The first is this case from Florida. A woman has been between the hospital and a nursing home since suffering a stroke in December. Her husband believes that she is not aware and will not recover, and that she wouldn't want to live this way. He thinks her feeding tube should be removed. The patient's mother, however, believes the patient is aware and can recover (or at least recover enough). She wants the feeding tube retained. One good thing is that so far husband and mother-in-law are still cordial. A court has appointed an attorney for the patient, but so far no other third parties are involved. (Of course, it's only been a few months, and this is Florida....)
The second case is from Winnipeg. An 84 year old gentleman has been in intensive care and on life support since October. The patient is an Orthodox Jew, and his family feels everything must be done. Physicians feel care is futile. In fact, one doctor feels so strongly that he has resigned - and not just from the case, but from the hospital.
The case has gone to court, although a trial date has not been set. The hospital is coping with the loss of one intensivist, but worrying that there may be more resignations, forcing closure of the ICU. Staff feel continuing care is cruel, and want the case resolved as soon as possible. The family feels faith requires continuing care, and want the trial delayed, at least past the High Holy Days, to be sure representatives of their Orthodox community can participate.
It the Florida case sounds all too familiar, you're not alone. There are enough parallels to the Terry Schiavo case to catch everyone's attention. Although the case hasn’t gone on nearly as long, it is another case in which the patient’s husband and the patient’s parent differ in their beliefs about the patient’s awareness, prognosis, and wishes. There are also parallels between the Winnipeg case and the Schiavo case, if different ones. As in the Schiavo case, there is significant difference between the diagnosis and prognosis presented by physicians, and the family’s assessment and prognosis. In addition, the patient’s religious faith, and appropriate medical care in light of the patient’s faith, are central issues shaping the family’s decisions. And, as in the Schiavo case, this is in the courts.
I don’t raise the similarity with the Schiavo case as if to say, “See, these cases are popping up all over.” I think the fact that they’re news is in fact evidence that they’re not common, largely because in most circumstances the professionals and families can come to consensus about what the patient would wish. Neither to I want to suggest that somehow the notoriety of the Schiavo case would have brought massive change. It did result, at least in my area, in a lot of new Health Care Directives and Durable Powers of Attorney for Health Care; but I didn’t expect any single case to result in radical change in the culture.

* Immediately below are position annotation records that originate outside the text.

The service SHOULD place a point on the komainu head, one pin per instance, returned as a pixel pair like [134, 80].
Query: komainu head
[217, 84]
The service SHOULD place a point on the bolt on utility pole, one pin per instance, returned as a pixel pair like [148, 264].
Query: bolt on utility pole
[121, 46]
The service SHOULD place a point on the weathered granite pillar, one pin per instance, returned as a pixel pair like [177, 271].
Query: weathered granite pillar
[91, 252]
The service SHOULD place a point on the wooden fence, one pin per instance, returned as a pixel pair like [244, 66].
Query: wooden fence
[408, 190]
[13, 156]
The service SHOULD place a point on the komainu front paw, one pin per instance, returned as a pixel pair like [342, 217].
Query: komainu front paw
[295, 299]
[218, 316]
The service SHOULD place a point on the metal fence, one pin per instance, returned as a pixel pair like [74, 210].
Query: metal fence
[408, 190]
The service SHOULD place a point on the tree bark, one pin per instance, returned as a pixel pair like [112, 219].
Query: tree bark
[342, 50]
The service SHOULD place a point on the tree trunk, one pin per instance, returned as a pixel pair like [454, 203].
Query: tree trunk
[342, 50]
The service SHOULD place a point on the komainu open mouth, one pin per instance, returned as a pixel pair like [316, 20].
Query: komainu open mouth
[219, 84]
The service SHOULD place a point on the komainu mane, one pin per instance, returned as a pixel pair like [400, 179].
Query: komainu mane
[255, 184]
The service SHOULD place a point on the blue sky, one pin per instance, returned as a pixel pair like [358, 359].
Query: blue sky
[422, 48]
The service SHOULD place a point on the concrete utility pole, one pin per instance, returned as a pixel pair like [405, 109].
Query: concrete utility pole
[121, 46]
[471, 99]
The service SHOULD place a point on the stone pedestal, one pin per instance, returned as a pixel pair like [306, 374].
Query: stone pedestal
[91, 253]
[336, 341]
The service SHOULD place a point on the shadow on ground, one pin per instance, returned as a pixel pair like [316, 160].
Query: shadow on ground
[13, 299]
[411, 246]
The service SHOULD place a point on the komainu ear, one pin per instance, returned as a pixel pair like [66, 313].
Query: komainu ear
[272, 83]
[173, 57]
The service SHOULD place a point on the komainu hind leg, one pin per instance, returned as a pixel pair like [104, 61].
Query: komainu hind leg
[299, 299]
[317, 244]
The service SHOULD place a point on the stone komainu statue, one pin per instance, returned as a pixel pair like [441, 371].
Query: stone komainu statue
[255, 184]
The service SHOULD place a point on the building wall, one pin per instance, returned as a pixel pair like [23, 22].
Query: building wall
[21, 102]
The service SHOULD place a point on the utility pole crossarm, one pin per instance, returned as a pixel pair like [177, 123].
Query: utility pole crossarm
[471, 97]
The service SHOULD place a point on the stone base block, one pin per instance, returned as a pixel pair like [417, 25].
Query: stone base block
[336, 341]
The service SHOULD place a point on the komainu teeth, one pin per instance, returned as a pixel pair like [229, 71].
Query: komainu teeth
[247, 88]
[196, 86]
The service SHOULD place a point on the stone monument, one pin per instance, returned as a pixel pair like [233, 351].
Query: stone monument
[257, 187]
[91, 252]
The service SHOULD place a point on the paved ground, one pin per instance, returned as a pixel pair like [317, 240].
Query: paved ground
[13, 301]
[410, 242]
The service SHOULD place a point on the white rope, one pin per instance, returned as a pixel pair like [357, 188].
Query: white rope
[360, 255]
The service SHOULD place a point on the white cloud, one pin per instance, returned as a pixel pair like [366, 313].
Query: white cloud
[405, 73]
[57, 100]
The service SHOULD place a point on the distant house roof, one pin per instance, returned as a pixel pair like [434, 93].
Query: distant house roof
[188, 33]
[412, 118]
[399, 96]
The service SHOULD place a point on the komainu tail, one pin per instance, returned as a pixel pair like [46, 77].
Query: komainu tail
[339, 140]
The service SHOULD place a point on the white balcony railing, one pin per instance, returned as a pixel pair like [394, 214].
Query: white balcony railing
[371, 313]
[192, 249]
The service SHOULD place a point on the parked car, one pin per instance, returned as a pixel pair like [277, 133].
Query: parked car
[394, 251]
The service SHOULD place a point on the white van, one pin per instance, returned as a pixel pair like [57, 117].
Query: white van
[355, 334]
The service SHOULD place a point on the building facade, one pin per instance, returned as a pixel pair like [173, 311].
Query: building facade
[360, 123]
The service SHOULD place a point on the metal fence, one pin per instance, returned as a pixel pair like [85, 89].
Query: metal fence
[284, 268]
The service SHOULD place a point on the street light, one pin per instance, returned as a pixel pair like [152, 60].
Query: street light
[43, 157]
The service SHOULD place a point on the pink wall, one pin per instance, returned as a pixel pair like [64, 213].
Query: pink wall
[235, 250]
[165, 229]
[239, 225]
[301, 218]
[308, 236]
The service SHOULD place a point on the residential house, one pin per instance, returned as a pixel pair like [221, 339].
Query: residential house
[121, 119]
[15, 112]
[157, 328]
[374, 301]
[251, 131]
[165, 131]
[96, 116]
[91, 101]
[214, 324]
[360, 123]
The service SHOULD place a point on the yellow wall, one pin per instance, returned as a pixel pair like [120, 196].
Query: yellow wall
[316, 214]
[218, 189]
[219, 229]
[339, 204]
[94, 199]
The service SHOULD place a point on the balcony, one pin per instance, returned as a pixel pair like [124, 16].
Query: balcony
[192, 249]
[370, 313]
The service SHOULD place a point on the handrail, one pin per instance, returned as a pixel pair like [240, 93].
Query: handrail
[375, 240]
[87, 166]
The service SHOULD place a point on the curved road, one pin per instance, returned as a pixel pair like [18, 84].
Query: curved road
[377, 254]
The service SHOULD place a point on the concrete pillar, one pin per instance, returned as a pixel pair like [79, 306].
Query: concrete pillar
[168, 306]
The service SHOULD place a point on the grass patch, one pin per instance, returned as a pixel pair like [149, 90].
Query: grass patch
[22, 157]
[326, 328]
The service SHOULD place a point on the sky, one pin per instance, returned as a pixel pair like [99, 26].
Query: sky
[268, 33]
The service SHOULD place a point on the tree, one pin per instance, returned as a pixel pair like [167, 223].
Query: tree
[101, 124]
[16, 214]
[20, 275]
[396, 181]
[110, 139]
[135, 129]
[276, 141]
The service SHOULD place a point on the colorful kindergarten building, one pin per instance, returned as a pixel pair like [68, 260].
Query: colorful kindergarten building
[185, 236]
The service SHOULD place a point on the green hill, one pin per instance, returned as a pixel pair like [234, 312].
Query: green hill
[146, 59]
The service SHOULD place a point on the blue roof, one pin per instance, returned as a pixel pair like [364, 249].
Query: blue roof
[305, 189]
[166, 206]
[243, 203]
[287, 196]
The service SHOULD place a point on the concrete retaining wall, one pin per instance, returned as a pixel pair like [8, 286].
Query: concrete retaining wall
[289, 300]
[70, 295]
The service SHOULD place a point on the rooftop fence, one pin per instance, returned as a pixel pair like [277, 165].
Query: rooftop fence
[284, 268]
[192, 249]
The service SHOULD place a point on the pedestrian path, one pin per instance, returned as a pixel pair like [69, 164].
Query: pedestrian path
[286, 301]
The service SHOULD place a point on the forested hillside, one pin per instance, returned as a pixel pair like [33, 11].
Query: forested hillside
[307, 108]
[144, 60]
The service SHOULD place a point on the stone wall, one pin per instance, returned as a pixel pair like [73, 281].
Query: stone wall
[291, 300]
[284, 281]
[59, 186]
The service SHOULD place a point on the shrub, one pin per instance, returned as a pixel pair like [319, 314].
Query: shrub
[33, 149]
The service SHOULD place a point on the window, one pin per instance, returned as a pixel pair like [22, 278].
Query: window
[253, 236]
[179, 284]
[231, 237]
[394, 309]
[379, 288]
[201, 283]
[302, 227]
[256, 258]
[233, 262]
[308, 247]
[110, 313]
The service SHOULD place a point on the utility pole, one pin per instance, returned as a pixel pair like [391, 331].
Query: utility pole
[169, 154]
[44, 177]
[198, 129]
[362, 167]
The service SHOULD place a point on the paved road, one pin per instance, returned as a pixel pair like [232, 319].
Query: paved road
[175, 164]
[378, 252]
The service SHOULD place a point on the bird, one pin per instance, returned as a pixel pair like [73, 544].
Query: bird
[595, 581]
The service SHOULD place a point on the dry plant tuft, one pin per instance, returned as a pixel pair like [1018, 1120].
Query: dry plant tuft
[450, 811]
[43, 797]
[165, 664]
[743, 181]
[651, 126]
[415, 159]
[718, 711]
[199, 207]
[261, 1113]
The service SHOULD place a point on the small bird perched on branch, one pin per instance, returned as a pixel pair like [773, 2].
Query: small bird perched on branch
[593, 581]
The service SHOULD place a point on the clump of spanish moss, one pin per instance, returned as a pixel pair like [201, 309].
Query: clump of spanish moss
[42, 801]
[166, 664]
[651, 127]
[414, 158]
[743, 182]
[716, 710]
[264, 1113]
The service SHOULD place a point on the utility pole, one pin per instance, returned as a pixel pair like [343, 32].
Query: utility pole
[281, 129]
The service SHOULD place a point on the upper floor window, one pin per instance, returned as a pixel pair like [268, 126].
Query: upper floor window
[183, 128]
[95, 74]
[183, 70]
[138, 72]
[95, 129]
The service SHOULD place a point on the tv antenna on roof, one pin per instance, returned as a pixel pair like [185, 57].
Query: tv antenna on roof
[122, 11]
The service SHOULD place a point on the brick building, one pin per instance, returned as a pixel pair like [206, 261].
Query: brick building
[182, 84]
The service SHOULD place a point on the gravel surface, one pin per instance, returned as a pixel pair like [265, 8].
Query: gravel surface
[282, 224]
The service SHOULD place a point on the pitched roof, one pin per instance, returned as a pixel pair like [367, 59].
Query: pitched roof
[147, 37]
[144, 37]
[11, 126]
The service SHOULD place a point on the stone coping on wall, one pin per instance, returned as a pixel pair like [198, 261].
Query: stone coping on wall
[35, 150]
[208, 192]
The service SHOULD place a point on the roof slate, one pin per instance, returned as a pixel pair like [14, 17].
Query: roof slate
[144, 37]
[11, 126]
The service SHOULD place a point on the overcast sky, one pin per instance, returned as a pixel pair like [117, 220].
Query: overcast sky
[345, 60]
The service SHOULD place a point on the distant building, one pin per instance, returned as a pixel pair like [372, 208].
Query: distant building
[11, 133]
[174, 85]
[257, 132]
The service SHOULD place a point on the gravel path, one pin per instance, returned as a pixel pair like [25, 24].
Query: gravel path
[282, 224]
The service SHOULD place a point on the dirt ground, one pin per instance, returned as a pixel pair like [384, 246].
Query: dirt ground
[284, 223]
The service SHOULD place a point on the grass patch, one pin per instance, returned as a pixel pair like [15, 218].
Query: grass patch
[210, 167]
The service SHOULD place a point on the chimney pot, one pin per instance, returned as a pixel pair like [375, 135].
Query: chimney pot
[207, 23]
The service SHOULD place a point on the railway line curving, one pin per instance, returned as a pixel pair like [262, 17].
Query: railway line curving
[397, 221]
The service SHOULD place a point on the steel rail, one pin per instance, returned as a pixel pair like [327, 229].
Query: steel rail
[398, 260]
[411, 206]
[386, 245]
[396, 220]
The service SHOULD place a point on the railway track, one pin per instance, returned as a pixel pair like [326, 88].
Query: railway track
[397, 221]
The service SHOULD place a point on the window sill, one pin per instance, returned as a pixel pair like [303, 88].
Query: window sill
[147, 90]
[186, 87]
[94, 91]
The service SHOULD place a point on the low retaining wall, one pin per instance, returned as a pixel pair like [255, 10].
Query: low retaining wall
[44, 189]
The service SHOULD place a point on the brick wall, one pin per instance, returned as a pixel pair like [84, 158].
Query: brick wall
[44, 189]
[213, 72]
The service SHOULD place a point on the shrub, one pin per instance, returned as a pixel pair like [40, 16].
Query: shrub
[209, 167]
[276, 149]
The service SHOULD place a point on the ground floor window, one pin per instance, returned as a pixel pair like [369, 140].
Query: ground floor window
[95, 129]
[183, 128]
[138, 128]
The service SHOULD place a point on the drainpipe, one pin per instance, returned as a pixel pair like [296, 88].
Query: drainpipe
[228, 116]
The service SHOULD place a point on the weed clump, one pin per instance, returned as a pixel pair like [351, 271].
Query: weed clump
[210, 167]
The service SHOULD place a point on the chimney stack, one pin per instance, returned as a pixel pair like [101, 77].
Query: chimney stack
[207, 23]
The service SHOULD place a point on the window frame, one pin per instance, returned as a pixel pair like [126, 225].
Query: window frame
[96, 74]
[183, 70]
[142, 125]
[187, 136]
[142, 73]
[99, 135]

I raise it because they do have common themes that need continued and constant attention. We could even articulate those themes again in the categories of the Georgetown Mantra.
Autonomy: Who knows what the patient would want, and can best speak for the patient who can’t speak for himself or herself? Who is the most appropriate surrogate?
Beneficence: What is in the patient’s best interest? Who is best able to determine the patient’s best interest?
Non-maleficence: Is there a point beyond which aggressive care is harmful to the patient, whether to the patient’s physical integrity, or to the patient’s dignity? Are there circumstances in which aggressive care results in harm?
Justice: How does this affect others (by, in this instance, the risk - perhaps small, but real - that an ICU would have to be closed)? What is appropriate participation from the wider community (such as the courts, or the faith community)? What respect is due to the moral integrity of providers, whether professionals or institutions?
The most important circumstance shared by this Florida case, the Winnipeg case, and the Schiavo case, is their complexity. All these cases, however simple and straightforward each might seem from one party’s perspective, in fact become complex as those parties and interests interact. It remains difficult to reach resolution; and more difficult, if not impossible, to reach reconciliation.
And in the meantime, while many speak for them and about them, the patients remain....
2 comments:
Another article of interest shot across my AMA news e-blurb today. A recent study shows that only about 1/3 of physicians have "the talk" about hospice/end of life care with terminal patients. I worry that perhaps one of the problems is that as a society, we are very unwilling overall to admit "the end of the road" at a time where healthy decisions could be made regarding end of life care.
Kirk, I saw that one today, too. Look for that in a post post haste.